Marsh is currently into signs. There's a nice one in a prairie dog town outside town that reads: "Prairie Dog Town East: No Taxes, No Mayor, No School, No Cops: Just Native Americans." There's also a new obelisk outside town that says, "Grave of the Unknown Pet." Kids come and write their pets' names on it and leave candy and dog biscuits there.

But Marsh's finest recent contribution is a monument to a poem to a monument. What appear to be the marble ruins of an ancient statue loom up suddenly on the vast plains, accompanied by a weathered inscription and what looks for all the world like a Texas State Historical marker. It says, "In 1819, while on their horseback trip across the great plains, Percy Bysshe Shelley, Leigh Hunt and Mary Wollstonecraft came across these ruins.

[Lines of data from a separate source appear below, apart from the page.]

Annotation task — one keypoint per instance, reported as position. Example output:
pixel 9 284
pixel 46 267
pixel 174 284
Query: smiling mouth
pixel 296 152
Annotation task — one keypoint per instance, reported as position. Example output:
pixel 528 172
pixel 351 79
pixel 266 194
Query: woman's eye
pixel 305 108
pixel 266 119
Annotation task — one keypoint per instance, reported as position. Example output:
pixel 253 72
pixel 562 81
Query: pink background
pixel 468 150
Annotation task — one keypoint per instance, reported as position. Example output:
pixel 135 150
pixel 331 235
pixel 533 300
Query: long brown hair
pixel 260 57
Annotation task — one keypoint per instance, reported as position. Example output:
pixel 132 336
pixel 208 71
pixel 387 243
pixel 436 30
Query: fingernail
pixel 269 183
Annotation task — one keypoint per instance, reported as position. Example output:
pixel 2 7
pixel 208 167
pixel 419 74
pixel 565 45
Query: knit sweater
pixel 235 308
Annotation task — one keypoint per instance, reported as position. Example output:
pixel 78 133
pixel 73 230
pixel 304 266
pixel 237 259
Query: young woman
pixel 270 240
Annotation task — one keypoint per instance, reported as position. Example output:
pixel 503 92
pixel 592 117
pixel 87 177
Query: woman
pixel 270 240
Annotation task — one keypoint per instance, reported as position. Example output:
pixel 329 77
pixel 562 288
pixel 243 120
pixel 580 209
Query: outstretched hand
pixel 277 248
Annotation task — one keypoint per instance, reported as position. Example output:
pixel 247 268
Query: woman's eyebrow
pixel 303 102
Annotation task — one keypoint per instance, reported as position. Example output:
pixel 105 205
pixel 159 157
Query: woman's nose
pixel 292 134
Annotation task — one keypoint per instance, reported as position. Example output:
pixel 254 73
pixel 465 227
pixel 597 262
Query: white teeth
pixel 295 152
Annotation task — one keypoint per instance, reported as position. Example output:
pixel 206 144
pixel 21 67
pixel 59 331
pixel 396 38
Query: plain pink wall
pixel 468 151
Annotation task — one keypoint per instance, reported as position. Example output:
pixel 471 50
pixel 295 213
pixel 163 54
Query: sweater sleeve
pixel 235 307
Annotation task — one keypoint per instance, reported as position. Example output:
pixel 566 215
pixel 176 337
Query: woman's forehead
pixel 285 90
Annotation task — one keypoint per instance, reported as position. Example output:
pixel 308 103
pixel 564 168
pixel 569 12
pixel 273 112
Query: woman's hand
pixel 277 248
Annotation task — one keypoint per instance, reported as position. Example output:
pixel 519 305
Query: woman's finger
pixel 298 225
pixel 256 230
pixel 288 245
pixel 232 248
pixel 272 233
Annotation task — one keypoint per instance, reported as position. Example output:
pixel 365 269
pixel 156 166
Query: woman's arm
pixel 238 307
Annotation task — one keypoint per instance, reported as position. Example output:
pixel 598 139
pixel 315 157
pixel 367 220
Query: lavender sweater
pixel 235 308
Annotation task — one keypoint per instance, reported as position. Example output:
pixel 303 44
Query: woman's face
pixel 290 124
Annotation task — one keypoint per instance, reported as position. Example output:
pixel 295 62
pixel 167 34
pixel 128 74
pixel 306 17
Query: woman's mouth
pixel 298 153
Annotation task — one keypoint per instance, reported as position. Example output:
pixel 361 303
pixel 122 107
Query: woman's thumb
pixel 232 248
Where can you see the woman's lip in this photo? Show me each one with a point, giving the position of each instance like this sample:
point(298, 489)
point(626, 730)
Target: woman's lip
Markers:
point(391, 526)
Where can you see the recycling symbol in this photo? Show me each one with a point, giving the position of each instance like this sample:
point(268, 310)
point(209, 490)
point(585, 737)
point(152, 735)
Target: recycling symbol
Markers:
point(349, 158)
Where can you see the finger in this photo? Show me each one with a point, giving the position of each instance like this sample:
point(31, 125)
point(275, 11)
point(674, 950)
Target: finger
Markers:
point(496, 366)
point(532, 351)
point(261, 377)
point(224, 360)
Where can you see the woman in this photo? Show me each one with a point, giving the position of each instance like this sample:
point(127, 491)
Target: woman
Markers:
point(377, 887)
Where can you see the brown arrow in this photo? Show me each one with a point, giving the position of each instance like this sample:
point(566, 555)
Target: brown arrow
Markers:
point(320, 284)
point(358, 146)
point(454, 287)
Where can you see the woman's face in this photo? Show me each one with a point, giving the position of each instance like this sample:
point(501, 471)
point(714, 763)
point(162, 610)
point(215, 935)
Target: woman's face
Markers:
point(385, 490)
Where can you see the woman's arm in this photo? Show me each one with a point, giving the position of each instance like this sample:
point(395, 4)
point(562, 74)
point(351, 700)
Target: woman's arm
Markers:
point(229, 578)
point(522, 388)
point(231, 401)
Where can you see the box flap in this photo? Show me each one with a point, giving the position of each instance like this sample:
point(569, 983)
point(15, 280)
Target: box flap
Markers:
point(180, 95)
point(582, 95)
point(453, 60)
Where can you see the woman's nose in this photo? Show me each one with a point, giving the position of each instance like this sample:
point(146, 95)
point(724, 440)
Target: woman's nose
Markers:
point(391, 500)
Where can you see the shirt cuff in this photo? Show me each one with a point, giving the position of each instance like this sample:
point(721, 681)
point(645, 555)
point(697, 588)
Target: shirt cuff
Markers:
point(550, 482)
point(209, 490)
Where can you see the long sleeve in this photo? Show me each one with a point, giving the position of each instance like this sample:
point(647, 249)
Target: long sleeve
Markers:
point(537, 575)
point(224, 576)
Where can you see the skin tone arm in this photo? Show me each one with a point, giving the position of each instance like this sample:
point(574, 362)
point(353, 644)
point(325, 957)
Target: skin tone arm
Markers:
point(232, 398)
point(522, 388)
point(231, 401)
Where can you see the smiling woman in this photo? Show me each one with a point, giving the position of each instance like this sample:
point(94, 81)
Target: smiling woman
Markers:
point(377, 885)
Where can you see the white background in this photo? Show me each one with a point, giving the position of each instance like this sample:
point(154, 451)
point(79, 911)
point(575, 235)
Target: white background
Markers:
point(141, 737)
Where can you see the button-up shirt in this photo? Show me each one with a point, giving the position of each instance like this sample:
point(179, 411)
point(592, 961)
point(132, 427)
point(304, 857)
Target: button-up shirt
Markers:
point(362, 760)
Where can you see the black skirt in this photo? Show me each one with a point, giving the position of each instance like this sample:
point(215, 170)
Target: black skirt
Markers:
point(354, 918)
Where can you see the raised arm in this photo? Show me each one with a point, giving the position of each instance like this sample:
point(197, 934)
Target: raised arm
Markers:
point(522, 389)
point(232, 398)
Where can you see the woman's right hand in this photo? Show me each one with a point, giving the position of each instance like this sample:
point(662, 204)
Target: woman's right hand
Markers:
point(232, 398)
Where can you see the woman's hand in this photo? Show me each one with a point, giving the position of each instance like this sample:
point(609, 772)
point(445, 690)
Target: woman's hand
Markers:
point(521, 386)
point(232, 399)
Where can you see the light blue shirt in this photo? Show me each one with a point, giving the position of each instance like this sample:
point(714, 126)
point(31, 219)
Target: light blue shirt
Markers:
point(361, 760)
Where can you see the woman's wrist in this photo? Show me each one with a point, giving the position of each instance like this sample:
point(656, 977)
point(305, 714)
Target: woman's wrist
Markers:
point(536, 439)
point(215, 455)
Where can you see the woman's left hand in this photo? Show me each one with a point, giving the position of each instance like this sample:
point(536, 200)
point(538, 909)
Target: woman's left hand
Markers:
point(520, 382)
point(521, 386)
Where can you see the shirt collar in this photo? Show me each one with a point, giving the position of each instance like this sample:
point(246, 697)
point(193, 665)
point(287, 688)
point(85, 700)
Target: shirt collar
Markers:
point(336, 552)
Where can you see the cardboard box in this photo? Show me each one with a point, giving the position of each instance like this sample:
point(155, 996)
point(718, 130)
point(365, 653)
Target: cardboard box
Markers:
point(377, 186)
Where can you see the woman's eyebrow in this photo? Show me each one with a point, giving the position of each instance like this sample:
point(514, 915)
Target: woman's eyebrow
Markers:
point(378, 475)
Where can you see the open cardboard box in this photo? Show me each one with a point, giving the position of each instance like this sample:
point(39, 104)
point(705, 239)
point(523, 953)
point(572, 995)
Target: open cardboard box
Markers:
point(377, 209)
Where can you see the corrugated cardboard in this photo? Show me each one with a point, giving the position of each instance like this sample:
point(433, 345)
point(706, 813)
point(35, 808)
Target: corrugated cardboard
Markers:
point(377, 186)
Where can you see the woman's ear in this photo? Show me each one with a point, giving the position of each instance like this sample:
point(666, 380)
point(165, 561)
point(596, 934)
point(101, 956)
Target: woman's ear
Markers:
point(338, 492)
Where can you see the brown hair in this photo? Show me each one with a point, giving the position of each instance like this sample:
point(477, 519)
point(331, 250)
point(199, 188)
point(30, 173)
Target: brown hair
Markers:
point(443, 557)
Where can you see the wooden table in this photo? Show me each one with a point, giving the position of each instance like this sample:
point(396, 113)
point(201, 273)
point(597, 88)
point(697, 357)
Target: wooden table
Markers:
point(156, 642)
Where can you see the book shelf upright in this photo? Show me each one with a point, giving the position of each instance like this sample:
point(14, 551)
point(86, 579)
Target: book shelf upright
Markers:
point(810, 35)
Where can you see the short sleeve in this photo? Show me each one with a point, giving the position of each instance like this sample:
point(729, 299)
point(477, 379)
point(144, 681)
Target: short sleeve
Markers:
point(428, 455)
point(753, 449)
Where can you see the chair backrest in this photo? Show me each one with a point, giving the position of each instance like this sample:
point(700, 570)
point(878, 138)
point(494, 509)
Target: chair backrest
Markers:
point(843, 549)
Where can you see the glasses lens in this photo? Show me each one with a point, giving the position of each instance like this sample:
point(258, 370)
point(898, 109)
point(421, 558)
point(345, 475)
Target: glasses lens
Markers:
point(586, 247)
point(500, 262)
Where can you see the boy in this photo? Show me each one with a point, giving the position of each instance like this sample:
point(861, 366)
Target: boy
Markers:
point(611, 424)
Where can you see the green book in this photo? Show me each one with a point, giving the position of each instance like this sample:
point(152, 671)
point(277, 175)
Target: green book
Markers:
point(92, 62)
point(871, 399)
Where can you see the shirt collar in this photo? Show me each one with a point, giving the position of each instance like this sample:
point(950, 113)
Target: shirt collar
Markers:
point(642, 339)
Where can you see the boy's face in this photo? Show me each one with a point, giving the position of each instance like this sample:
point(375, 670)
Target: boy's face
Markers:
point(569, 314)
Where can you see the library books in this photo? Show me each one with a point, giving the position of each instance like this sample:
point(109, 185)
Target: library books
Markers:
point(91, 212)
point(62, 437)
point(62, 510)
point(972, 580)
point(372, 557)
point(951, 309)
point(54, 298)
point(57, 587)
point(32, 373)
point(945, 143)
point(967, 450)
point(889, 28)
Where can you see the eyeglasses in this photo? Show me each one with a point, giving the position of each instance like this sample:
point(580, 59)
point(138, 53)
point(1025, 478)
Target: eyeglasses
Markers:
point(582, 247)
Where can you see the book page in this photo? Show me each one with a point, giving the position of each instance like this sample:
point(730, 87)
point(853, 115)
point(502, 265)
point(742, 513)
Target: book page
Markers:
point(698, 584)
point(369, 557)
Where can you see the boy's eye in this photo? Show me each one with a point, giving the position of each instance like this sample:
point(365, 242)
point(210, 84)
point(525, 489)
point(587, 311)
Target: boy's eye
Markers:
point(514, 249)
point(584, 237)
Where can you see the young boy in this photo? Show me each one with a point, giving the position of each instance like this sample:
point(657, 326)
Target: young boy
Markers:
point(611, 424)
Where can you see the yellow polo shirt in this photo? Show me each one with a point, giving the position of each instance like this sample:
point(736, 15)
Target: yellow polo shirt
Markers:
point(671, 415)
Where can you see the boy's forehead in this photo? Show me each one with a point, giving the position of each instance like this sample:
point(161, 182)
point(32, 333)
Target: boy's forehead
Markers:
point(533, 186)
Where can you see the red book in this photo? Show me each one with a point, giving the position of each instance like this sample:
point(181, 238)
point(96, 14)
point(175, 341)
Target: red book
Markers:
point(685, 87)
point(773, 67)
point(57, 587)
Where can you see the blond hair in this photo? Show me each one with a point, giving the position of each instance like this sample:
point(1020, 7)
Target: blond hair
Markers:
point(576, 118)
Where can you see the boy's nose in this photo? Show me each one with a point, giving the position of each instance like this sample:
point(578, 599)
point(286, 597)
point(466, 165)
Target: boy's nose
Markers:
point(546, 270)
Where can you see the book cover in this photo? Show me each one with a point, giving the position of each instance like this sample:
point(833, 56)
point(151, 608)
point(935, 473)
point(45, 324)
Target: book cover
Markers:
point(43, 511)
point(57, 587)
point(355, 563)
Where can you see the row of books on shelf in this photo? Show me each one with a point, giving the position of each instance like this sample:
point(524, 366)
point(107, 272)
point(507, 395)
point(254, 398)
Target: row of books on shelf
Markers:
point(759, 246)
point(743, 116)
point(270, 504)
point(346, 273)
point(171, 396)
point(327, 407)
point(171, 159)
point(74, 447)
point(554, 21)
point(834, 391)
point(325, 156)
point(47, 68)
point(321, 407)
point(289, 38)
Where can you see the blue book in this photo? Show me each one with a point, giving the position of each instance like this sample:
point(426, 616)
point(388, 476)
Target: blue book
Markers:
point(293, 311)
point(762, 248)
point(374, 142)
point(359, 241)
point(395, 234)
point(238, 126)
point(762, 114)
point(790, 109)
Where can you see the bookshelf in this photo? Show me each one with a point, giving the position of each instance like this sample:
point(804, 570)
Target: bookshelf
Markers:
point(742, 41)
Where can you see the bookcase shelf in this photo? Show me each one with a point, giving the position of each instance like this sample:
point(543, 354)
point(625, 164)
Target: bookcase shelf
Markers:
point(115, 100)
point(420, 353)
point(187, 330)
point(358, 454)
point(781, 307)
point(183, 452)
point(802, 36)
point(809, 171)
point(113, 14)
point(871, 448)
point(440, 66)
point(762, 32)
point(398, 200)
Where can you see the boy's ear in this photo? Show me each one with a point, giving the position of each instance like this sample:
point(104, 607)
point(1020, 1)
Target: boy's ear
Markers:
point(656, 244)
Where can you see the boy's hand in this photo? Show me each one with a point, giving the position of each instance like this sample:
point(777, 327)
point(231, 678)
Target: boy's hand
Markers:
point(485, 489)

"Here Shelley penned these lines:

I met a traveller from an antique land

Who said: Two vast and trunkless legs of stone

Stand in the desert. Near them, on the sand,

Half sunk, a shattered visage lies, whose frown

And wrinkled lip, and sneer of cold command,

Tell that its sculptor well those passions read

Which yet survive, stamped on these lifeless things

The hand that mocked them and the heart that fed.

And on the pedestal these worlds appear -

My name is Ozymandias, king of kings:

Look on my works, ye Mighty, and despair!

Nothing beside remains. Round the decay

Of that colossal wreck, boundless and bare

The lone and level sands stretch far away."

This apparition is across the road from Randall County High, where kids major in rodeo. I think we're all lucky to live in the same state with Stanley Marsh.